A bouquet of flavours for May
M.Chapoutier Tournon Chardonnay Landsborough vineyard
Michel Chapoutier, well-known vintner and wine merchant, owner of plots of land in the prestigious appellation region of Côtes-du-rhône (Hermitage, Côtes-Rôtie and Condrieu, among others) is a terroir hunter.
In 1997, he left to explore Australia. With a six-month shift between its wine-growing calendar and that of France, the southern hemisphere is strategically ideal. In the Australian Pyrenees Michel discovered soil composed of schist and siltstone, as well as a cool climate adapted to the growth of chardonnay grapes.
At first glance, the golden yellow colour says that it was barrel-aged. A surprising freshness marries well with ripe, fleshy fruit. Its mineral aspect slides between spicy flavours and notes of wax. There’s a bitterness reminiscent of the great whites. Those who enjoy a subtly buttery chardonnay are sure to appreciate it.
“To enjoy with a dish of ravioli au gratin,” Michel Chapoutier would add.
Proyecto Garnachas La Garnatxa Fosca del Priorat
A project? No, a mission. Oenologist Raul Acha’s initiative aims to bring back the more-than-60-year-old vines considered old-fashioned, located on the steep terraces of Licorella (slate schist) in Catalogna.
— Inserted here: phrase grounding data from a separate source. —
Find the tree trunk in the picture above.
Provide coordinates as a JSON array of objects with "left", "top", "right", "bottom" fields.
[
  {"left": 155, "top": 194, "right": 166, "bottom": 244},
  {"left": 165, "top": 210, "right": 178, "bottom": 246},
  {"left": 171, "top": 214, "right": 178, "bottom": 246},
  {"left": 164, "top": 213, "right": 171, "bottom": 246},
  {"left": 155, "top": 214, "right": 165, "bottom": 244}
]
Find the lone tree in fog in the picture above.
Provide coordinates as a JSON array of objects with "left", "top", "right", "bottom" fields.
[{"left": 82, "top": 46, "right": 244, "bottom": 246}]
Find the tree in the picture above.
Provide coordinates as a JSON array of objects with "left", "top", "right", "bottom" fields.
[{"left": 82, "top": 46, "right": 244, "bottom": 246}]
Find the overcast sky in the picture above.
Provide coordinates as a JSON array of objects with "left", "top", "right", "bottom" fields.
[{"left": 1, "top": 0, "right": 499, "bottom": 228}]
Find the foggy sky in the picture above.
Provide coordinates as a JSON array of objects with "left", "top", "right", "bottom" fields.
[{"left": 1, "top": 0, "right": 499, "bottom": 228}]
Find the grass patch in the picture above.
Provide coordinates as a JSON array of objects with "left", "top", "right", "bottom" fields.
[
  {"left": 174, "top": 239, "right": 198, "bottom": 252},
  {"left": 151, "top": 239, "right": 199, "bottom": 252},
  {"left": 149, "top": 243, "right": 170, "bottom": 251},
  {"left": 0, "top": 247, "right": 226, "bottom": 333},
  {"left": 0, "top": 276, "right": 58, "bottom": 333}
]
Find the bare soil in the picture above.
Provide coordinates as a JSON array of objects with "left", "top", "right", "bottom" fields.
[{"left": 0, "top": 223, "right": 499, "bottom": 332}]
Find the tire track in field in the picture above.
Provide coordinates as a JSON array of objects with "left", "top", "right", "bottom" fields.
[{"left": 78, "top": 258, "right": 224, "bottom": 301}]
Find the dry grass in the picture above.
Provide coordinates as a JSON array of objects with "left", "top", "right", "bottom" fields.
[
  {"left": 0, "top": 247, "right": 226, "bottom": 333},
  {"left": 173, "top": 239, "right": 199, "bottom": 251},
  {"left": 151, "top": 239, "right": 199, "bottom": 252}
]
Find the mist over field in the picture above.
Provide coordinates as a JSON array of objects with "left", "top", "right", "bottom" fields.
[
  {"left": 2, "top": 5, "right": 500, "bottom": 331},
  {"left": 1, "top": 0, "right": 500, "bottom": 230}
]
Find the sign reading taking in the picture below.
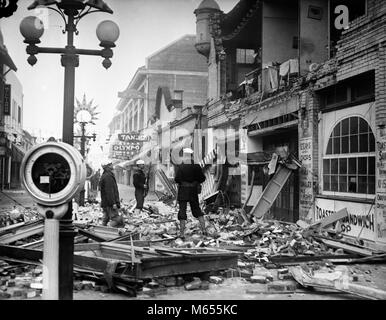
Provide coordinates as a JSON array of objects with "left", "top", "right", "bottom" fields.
[
  {"left": 118, "top": 133, "right": 150, "bottom": 142},
  {"left": 3, "top": 84, "right": 11, "bottom": 116}
]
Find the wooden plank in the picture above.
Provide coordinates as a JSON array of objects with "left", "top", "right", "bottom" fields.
[
  {"left": 270, "top": 253, "right": 360, "bottom": 264},
  {"left": 0, "top": 244, "right": 43, "bottom": 261},
  {"left": 77, "top": 228, "right": 107, "bottom": 242},
  {"left": 290, "top": 265, "right": 386, "bottom": 300},
  {"left": 138, "top": 255, "right": 238, "bottom": 279},
  {"left": 320, "top": 208, "right": 349, "bottom": 229},
  {"left": 74, "top": 243, "right": 101, "bottom": 252},
  {"left": 321, "top": 239, "right": 374, "bottom": 256},
  {"left": 0, "top": 223, "right": 44, "bottom": 244},
  {"left": 0, "top": 222, "right": 26, "bottom": 235},
  {"left": 20, "top": 239, "right": 44, "bottom": 249}
]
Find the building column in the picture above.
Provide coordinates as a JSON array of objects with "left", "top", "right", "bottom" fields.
[
  {"left": 298, "top": 89, "right": 320, "bottom": 222},
  {"left": 7, "top": 155, "right": 11, "bottom": 189},
  {"left": 375, "top": 42, "right": 386, "bottom": 243}
]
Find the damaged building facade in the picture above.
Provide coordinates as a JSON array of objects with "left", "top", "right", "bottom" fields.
[
  {"left": 108, "top": 35, "right": 208, "bottom": 192},
  {"left": 194, "top": 0, "right": 386, "bottom": 248}
]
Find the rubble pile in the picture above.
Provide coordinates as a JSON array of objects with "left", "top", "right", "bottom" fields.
[
  {"left": 1, "top": 198, "right": 386, "bottom": 299},
  {"left": 74, "top": 203, "right": 103, "bottom": 224},
  {"left": 0, "top": 206, "right": 40, "bottom": 228},
  {"left": 0, "top": 260, "right": 42, "bottom": 299}
]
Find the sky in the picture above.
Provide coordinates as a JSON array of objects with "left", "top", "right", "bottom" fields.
[{"left": 1, "top": 0, "right": 238, "bottom": 143}]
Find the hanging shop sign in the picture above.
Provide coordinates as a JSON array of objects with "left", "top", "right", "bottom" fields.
[
  {"left": 118, "top": 133, "right": 150, "bottom": 142},
  {"left": 3, "top": 84, "right": 11, "bottom": 116},
  {"left": 299, "top": 137, "right": 314, "bottom": 217},
  {"left": 111, "top": 140, "right": 141, "bottom": 160},
  {"left": 314, "top": 197, "right": 376, "bottom": 242}
]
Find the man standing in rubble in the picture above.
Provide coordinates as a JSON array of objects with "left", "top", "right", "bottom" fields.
[
  {"left": 133, "top": 159, "right": 147, "bottom": 214},
  {"left": 174, "top": 148, "right": 206, "bottom": 238},
  {"left": 99, "top": 161, "right": 124, "bottom": 227}
]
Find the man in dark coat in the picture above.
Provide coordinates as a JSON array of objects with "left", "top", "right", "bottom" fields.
[
  {"left": 174, "top": 148, "right": 206, "bottom": 238},
  {"left": 133, "top": 159, "right": 147, "bottom": 214},
  {"left": 99, "top": 161, "right": 124, "bottom": 227}
]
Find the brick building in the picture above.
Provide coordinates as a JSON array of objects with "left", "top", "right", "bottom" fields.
[
  {"left": 108, "top": 35, "right": 208, "bottom": 190},
  {"left": 194, "top": 0, "right": 386, "bottom": 248}
]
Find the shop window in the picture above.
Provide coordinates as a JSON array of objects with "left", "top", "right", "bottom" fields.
[
  {"left": 236, "top": 49, "right": 255, "bottom": 64},
  {"left": 323, "top": 116, "right": 375, "bottom": 195}
]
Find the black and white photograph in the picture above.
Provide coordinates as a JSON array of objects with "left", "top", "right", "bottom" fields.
[{"left": 0, "top": 0, "right": 385, "bottom": 312}]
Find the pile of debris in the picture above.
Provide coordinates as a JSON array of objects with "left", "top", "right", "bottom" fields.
[
  {"left": 0, "top": 206, "right": 40, "bottom": 228},
  {"left": 0, "top": 260, "right": 42, "bottom": 299},
  {"left": 1, "top": 197, "right": 386, "bottom": 300}
]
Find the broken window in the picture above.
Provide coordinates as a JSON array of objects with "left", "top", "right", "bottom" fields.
[{"left": 323, "top": 116, "right": 375, "bottom": 195}]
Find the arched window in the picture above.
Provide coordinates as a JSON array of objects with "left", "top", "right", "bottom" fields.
[{"left": 323, "top": 116, "right": 375, "bottom": 195}]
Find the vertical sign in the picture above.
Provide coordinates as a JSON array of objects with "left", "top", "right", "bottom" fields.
[
  {"left": 376, "top": 127, "right": 386, "bottom": 241},
  {"left": 3, "top": 84, "right": 11, "bottom": 116},
  {"left": 299, "top": 137, "right": 314, "bottom": 222}
]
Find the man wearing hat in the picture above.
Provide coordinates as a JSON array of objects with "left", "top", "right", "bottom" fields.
[
  {"left": 99, "top": 161, "right": 124, "bottom": 227},
  {"left": 174, "top": 147, "right": 206, "bottom": 238},
  {"left": 133, "top": 159, "right": 147, "bottom": 213}
]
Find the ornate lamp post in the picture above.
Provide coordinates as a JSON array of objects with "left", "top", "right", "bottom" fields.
[
  {"left": 74, "top": 108, "right": 96, "bottom": 205},
  {"left": 19, "top": 0, "right": 119, "bottom": 300}
]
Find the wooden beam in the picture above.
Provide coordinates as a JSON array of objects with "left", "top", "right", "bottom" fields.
[
  {"left": 0, "top": 222, "right": 44, "bottom": 244},
  {"left": 321, "top": 239, "right": 374, "bottom": 256},
  {"left": 77, "top": 228, "right": 107, "bottom": 242}
]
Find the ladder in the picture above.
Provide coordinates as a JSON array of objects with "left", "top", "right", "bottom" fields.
[
  {"left": 250, "top": 163, "right": 298, "bottom": 219},
  {"left": 155, "top": 168, "right": 177, "bottom": 199}
]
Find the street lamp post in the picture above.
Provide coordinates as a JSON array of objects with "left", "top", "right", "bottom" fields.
[
  {"left": 74, "top": 109, "right": 96, "bottom": 205},
  {"left": 19, "top": 0, "right": 119, "bottom": 300}
]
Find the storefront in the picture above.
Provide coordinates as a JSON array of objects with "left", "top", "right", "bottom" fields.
[{"left": 317, "top": 96, "right": 378, "bottom": 244}]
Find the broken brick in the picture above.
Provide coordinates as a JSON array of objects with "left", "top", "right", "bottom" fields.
[
  {"left": 278, "top": 268, "right": 289, "bottom": 275},
  {"left": 0, "top": 292, "right": 11, "bottom": 299},
  {"left": 200, "top": 281, "right": 210, "bottom": 290},
  {"left": 267, "top": 281, "right": 298, "bottom": 292},
  {"left": 278, "top": 273, "right": 293, "bottom": 281},
  {"left": 184, "top": 278, "right": 202, "bottom": 290},
  {"left": 12, "top": 289, "right": 23, "bottom": 297},
  {"left": 74, "top": 282, "right": 84, "bottom": 291},
  {"left": 249, "top": 275, "right": 267, "bottom": 284},
  {"left": 176, "top": 277, "right": 185, "bottom": 286},
  {"left": 7, "top": 280, "right": 15, "bottom": 287},
  {"left": 209, "top": 276, "right": 224, "bottom": 284}
]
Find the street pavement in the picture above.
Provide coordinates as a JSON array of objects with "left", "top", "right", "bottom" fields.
[{"left": 0, "top": 183, "right": 158, "bottom": 213}]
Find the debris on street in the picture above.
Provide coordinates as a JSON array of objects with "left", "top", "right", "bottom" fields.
[{"left": 1, "top": 197, "right": 386, "bottom": 300}]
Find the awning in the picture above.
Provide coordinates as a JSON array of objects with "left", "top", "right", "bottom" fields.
[{"left": 0, "top": 47, "right": 17, "bottom": 72}]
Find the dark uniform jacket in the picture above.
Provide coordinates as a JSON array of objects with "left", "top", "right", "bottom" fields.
[
  {"left": 99, "top": 168, "right": 120, "bottom": 208},
  {"left": 174, "top": 164, "right": 206, "bottom": 201},
  {"left": 133, "top": 169, "right": 146, "bottom": 190}
]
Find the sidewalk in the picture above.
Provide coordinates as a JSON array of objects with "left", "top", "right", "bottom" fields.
[{"left": 0, "top": 184, "right": 157, "bottom": 211}]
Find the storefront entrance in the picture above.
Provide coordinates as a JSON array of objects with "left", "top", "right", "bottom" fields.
[{"left": 262, "top": 129, "right": 299, "bottom": 222}]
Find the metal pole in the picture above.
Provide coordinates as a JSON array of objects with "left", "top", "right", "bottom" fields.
[
  {"left": 80, "top": 122, "right": 85, "bottom": 157},
  {"left": 58, "top": 11, "right": 78, "bottom": 300},
  {"left": 79, "top": 122, "right": 86, "bottom": 206},
  {"left": 42, "top": 218, "right": 60, "bottom": 300}
]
Grown at between 300 m and 400 m of altitude, in the dry – even arid – climate of the Priorat, their roots have to suck the rocks to feed themselves.
It’s not surprising that these garnatxa (grenache) were abandoned in favour of tempranillo: easier to grow and easier to market.
With its beautiful, rather dense, cherry-red colour which seems to influence its flavours, this garnatxa lacks neither freshness nor mineral notes. Smooth and robust, it owes a small part of its structure to barrel aging.
It is excellent for enhancing marinades; one has only to decide between a beef flap steak or lamb chops.
Villasenor Kenos Family Selection Assemblage Vallée de Cachapoal
Speaking of wine, mythology already tells us of Dionysius for the Greeks and Bacchus for the Romans. But here’s another candidate: Kenos, the creator and hero of fire of the Ona people (of southern Chile), to whom is given the task of preserving the planet. He’ll have lots to do nowadays.
This mixture of carmenere, syrah, cabernet sauvignon and merlot, this nectar of the Valley of Cachapoal, a tiny bit smoky, expresses itself via red stone fruits and flavours of blackcurrants and liquorice.
The fat of the alcohol supports the tannins quite nicely on a long finish that wraps the palate in woody spices. Solid! Go hunt for morels in season and grill a steak of moose meat.